While independent physician groups have been busy expanding into the ASC space in recent years, operational gaps have emerged and gone largely unaddressed.
According to Pelto Health Partners’ fractional CEO, Rachel Uzlik, independent ASCs often leave savings and operational efficiencies on the table, particularly in three areas: supply spending, implant costs and capital procurement.
Ms. Uzlik joined Becker’s to discuss the gaps Pelto has identified among independent surgery centers and how those opportunities helped shape the physician-owned management services organization’s newly launched ASC platform initiative.
Editor’s note: This interview was edited lightly for clarity and length.
Question: Can you elaborate on the gap that you saw among independent practices that spurred you to launch the ASC platform?
Rachel Uzlik: We found that many of our independent physicians have ancillary capability through ASC engagement, and what we continue to identify is that there is still a delta in opportunity for savings on the surgery center side. Orthopedics specifically is playing a bigger part than ever in the ASC space. For many, ASCs grew so quickly that there’s been a wash, rinse and repeat type of growth methodology over the past few years. We’ve been really intentional in slowing down and seeing where we can return value to the patient-provider relationship, not just on the practice side, but on the surgery center side.
Spaces like the supply spend and implant spend space have been a huge win for our members in the surgical space. The employee benefit side has been a bit of a gap because many of the centers, especially the physician-owned centers, usually have smaller teams. It’s harder to frame benefits around those smaller teams and make it cost-effective. And so we found we’ve been able to translate that opportunity to the surgery center side as well.

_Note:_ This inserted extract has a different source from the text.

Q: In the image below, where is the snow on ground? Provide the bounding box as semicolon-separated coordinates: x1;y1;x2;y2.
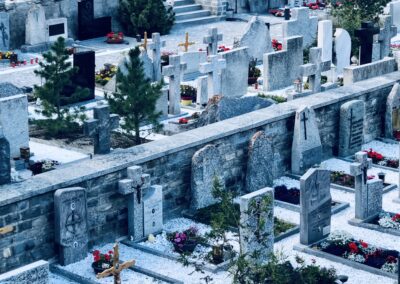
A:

And then also the capital equipment and procurement side. There’s an incredible opportunity to be able to leverage the scale and breadth that we’ve been able to find through our Pelto network that we’re recognizing translates to the ASC side as well.
Those are the core three gaps that we found translated very easily between practice and surgical center, and we felt like we shouldn’t be holding on to that knowledge. Instead, we should be able to bring it to market and translate it because so many of our independent physicians have diversified their interest in surgery centers.
Q: You mentioned two member practices with the program delivering more than $1.2 million in annual savings. Can you say more about where those savings are coming from?
RU: This was kind of our proof point that what we’re doing translates beyond the medical group office or the medical office group setting. Most of those savings are between capital equipment and the supply chain side. It’s a huge spend. They were either trying to do that management on their own, or they had a partner that just wasn’t accelerating the savings for them. Those two use cases were pretty clear proof that there’s an opportunity here. We can’t sit on it anymore. We have to be able to translate to the market of other independents that there are places in which you can get additional value in how your ASC performs.
And many ASCs are performing very, very well. We’re identifying there’s still even some opportunity on the table without a significant lift.